## Group 05: Abstract Cars4You - exactly 300 words

The Cars4You project aims to accelerate and standardize used-car price evaluations by replacing manual, subjective pricing with a production-ready machine learning pipeline. Our objective was to maximize predictive accuracy (MAE) on unseen cars while ensuring robustness to wrong inputs and a leakage-free evaluation.

Our EDA containing univariate, bivariate and multivariate analysis showed three dominant challenges: (1) inconsistent raw entries (typos, invalid ranges, sparse categories), (2) strong segmentation effects by brand/model, and (3) heavy-tailed numeric distributions (notably mileage). 

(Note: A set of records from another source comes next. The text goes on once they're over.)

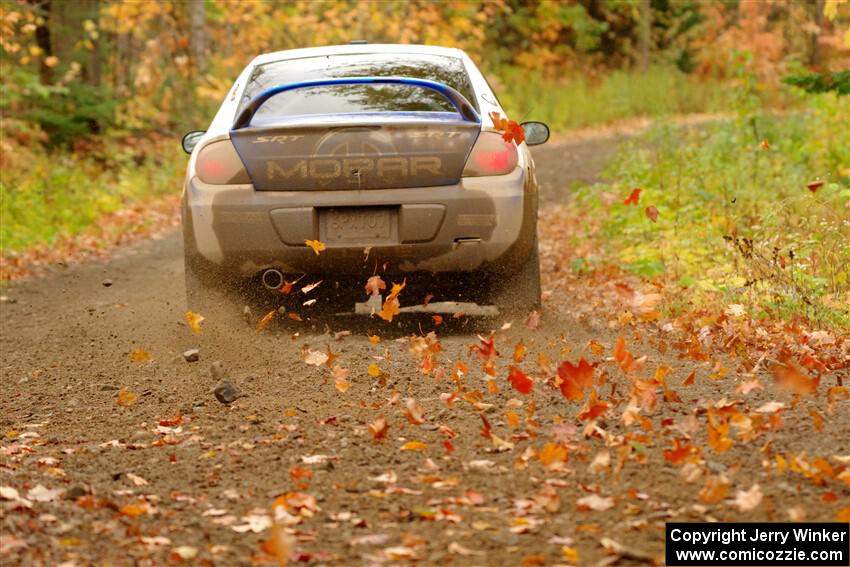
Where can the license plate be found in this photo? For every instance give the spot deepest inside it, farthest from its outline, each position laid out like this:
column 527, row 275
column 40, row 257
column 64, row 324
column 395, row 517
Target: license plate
column 360, row 223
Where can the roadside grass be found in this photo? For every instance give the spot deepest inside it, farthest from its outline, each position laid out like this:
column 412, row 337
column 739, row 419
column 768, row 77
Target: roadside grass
column 744, row 223
column 50, row 195
column 578, row 102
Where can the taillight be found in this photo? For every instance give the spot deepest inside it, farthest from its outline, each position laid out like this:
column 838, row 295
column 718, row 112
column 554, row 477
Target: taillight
column 219, row 164
column 491, row 155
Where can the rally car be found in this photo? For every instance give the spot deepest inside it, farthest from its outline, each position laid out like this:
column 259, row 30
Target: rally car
column 335, row 164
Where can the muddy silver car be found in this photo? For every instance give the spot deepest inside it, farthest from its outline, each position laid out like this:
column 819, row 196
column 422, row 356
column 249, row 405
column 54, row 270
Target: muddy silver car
column 387, row 155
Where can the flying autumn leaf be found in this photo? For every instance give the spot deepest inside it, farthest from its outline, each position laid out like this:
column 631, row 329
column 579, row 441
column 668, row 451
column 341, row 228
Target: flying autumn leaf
column 308, row 288
column 634, row 197
column 265, row 320
column 194, row 321
column 374, row 285
column 316, row 245
column 397, row 289
column 390, row 309
column 521, row 383
column 575, row 378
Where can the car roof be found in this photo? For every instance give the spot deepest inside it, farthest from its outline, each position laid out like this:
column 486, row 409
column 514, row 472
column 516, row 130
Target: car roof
column 355, row 49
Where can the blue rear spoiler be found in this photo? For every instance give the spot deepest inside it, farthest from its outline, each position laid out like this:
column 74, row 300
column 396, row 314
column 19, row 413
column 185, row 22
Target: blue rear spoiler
column 463, row 107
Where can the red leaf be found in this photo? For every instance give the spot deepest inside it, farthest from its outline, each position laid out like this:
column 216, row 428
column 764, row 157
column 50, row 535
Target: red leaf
column 634, row 197
column 575, row 379
column 374, row 285
column 521, row 383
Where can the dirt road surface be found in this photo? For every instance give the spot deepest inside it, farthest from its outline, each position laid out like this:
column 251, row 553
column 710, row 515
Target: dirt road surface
column 174, row 476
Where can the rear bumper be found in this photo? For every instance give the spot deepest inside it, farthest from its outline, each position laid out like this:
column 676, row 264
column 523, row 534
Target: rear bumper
column 485, row 223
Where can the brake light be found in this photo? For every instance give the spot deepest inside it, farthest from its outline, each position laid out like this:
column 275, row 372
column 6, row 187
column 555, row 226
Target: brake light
column 219, row 164
column 491, row 155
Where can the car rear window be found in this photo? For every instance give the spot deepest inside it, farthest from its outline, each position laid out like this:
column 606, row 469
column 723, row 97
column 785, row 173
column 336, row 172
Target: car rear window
column 358, row 98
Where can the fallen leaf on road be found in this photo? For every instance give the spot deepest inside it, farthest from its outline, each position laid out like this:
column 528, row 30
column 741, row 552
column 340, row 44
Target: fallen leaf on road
column 595, row 502
column 379, row 429
column 139, row 355
column 266, row 320
column 315, row 357
column 126, row 398
column 521, row 383
column 748, row 500
column 194, row 321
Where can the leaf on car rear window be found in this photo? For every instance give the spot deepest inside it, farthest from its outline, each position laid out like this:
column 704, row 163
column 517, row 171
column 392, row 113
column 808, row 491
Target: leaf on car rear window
column 316, row 245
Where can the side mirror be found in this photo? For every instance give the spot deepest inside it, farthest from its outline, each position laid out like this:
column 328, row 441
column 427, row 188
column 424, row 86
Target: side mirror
column 191, row 140
column 536, row 133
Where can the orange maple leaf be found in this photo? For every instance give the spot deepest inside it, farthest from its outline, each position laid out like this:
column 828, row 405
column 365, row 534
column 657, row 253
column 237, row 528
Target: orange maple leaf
column 575, row 379
column 521, row 383
column 634, row 197
column 390, row 309
column 374, row 285
column 316, row 245
column 624, row 358
column 511, row 130
column 679, row 452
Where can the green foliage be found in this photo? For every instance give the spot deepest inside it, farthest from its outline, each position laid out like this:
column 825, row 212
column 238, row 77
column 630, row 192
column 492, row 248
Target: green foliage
column 737, row 213
column 575, row 102
column 838, row 82
column 73, row 112
column 63, row 193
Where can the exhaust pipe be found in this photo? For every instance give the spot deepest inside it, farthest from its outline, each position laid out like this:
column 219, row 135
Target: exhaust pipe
column 272, row 279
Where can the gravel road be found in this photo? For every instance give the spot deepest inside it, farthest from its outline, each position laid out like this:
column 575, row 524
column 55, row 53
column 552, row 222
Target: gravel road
column 173, row 475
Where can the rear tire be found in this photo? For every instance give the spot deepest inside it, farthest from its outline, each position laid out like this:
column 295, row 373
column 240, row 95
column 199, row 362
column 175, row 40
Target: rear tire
column 519, row 294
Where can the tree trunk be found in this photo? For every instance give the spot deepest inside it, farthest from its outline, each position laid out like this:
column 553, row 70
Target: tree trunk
column 644, row 36
column 198, row 34
column 815, row 54
column 43, row 40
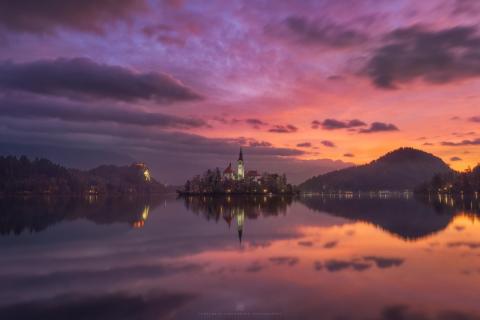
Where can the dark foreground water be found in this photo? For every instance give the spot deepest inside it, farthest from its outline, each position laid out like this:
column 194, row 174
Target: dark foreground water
column 239, row 258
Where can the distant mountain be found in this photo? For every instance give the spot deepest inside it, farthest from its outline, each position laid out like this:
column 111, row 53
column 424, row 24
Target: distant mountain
column 401, row 169
column 41, row 176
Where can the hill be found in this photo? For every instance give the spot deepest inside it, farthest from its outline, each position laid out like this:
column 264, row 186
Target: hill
column 41, row 176
column 401, row 169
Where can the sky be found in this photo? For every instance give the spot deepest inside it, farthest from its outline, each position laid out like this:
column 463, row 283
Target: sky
column 303, row 87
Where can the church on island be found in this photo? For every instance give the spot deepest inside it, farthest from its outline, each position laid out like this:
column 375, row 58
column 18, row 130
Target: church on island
column 230, row 174
column 236, row 180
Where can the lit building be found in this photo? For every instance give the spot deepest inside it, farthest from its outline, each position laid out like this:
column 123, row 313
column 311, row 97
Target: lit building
column 240, row 166
column 142, row 166
column 228, row 172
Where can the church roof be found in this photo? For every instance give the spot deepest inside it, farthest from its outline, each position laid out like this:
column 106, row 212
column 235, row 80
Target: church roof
column 228, row 169
column 252, row 173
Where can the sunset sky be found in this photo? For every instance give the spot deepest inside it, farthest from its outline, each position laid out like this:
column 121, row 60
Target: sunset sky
column 303, row 86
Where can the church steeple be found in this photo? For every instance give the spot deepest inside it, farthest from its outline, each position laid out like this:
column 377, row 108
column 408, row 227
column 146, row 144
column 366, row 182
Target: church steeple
column 240, row 166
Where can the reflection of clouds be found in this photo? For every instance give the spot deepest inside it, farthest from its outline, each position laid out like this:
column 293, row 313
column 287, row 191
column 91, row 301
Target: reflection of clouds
column 91, row 278
column 305, row 243
column 119, row 306
column 339, row 265
column 357, row 264
column 383, row 262
column 330, row 244
column 281, row 261
column 350, row 232
column 466, row 244
column 403, row 312
column 255, row 266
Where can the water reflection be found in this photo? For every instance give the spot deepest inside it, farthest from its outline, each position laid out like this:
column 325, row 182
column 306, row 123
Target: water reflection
column 35, row 214
column 300, row 258
column 238, row 208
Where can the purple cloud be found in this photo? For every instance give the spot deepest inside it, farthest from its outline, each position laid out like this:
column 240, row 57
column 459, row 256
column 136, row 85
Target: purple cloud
column 379, row 127
column 283, row 129
column 328, row 143
column 84, row 78
column 48, row 15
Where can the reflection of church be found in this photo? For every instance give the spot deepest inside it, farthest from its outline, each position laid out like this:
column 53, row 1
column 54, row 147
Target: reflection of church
column 230, row 174
column 238, row 209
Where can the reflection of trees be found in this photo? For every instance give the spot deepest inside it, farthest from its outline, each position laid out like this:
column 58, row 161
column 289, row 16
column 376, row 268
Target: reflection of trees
column 34, row 214
column 238, row 208
column 407, row 218
column 465, row 204
column 227, row 207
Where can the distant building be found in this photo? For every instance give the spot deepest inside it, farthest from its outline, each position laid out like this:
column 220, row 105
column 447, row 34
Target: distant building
column 230, row 174
column 142, row 166
column 240, row 166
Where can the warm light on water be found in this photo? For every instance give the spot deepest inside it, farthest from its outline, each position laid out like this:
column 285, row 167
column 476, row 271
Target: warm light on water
column 341, row 259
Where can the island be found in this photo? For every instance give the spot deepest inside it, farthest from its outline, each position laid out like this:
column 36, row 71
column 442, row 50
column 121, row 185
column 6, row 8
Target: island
column 238, row 182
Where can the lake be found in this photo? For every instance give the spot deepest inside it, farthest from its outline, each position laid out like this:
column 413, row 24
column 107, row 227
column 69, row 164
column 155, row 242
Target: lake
column 261, row 257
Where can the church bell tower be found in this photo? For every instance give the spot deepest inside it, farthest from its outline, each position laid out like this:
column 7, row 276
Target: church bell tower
column 240, row 166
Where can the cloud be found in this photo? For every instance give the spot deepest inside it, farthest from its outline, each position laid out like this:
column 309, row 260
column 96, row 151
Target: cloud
column 172, row 156
column 256, row 123
column 165, row 34
column 305, row 243
column 254, row 267
column 330, row 244
column 358, row 264
column 474, row 142
column 121, row 306
column 379, row 127
column 333, row 124
column 474, row 119
column 303, row 31
column 283, row 129
column 82, row 78
column 467, row 244
column 328, row 143
column 89, row 113
column 318, row 265
column 434, row 56
column 315, row 124
column 383, row 262
column 284, row 261
column 91, row 16
column 339, row 265
column 304, row 145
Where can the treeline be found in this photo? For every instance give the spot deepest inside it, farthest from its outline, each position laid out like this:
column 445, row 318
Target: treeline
column 212, row 182
column 453, row 183
column 41, row 176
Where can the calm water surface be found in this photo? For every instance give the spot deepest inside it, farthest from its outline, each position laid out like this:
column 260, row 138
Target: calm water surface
column 239, row 258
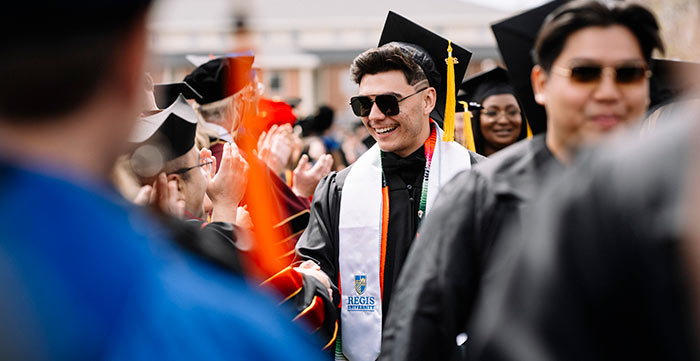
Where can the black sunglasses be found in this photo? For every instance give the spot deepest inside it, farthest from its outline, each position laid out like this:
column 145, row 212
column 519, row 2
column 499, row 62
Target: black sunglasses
column 387, row 103
column 185, row 170
column 585, row 74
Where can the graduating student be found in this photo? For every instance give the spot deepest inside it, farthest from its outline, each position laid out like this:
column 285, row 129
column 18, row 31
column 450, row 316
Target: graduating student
column 592, row 77
column 603, row 271
column 496, row 118
column 364, row 218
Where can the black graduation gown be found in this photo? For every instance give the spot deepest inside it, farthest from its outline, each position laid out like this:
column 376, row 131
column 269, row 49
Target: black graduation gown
column 320, row 240
column 444, row 270
column 219, row 243
column 599, row 275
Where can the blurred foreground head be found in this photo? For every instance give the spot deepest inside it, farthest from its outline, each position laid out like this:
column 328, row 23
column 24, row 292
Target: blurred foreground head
column 592, row 71
column 72, row 78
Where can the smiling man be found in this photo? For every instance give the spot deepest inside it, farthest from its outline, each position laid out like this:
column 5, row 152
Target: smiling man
column 364, row 218
column 592, row 77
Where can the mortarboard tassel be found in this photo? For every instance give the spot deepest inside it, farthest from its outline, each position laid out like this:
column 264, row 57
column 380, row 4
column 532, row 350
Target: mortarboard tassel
column 451, row 97
column 468, row 139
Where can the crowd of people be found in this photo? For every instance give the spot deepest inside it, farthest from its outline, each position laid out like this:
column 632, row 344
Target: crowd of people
column 541, row 210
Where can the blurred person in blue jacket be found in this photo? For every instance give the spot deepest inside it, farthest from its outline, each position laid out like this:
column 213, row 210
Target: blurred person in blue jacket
column 84, row 274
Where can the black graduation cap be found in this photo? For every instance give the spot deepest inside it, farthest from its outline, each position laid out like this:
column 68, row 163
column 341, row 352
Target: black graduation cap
column 221, row 77
column 171, row 131
column 483, row 85
column 399, row 29
column 167, row 93
column 516, row 39
column 671, row 79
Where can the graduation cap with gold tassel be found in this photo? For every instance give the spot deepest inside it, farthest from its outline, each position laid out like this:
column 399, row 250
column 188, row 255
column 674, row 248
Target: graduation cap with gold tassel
column 443, row 62
column 473, row 92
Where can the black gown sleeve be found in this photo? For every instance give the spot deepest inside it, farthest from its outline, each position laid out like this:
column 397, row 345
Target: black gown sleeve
column 319, row 242
column 438, row 283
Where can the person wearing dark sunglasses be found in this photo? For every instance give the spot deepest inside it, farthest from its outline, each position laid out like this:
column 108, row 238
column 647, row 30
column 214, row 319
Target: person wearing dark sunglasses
column 364, row 218
column 592, row 77
column 592, row 74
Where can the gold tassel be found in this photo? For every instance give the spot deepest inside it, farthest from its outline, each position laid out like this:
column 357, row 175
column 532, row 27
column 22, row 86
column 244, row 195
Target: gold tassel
column 450, row 104
column 468, row 139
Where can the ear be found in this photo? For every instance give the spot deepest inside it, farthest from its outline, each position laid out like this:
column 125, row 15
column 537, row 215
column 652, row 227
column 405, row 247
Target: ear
column 429, row 100
column 178, row 180
column 538, row 77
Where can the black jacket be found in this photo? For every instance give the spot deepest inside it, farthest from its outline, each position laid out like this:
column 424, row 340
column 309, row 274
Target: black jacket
column 442, row 275
column 600, row 274
column 320, row 240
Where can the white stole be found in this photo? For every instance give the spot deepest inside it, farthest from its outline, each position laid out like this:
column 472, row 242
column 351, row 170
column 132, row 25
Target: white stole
column 360, row 234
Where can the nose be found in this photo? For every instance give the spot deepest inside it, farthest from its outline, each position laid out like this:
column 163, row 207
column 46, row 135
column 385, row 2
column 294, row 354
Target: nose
column 375, row 113
column 502, row 118
column 608, row 89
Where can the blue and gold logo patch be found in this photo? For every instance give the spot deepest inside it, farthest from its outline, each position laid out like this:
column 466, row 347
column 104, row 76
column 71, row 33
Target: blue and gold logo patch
column 360, row 284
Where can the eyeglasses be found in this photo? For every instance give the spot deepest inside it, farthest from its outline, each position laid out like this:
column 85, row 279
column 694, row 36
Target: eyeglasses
column 387, row 103
column 185, row 170
column 588, row 74
column 495, row 113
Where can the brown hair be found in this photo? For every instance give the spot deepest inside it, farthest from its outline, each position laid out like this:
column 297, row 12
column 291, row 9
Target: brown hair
column 580, row 14
column 387, row 57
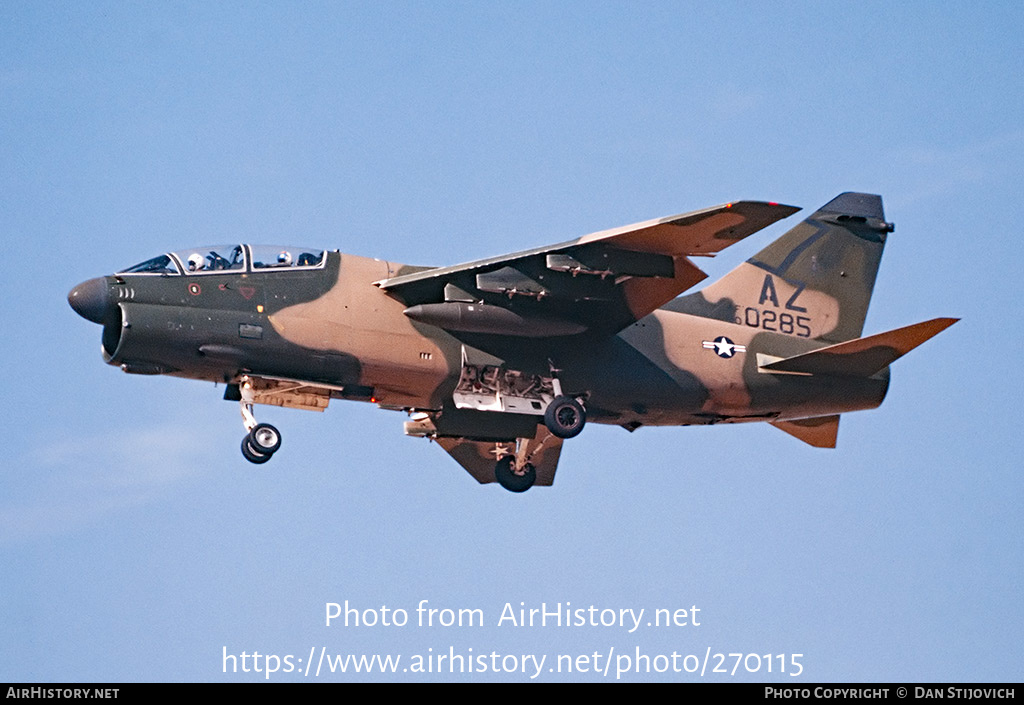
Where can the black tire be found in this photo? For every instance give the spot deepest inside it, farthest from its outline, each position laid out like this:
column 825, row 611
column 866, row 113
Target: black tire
column 507, row 478
column 264, row 439
column 253, row 456
column 564, row 417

We addressed these with a custom engineered and reproducible sklearn pipeline. It follows the state of the art pipeline archtecture and consists the following transformers: 

deterministic cleaning and category canonicalization with `CarDataCleaner`, leakage-safe outlier handling via winsorization with `OutlierHandler`, and hierarchical, segment-aware imputation with `GroupImputer`. We then added domain-informed feature engineering with `CarFeatureEngineer` to encode depreciation, usage intensity, efficiency/performance ratios, interaction effects, and relative positioning within brand/model segments.

Encoding and scaling were consolidated in a `ColumnTransformer` combining selective log transforms, `RobustScaler`, one-hot encoding, and median target encoding for high-signal categorical structure.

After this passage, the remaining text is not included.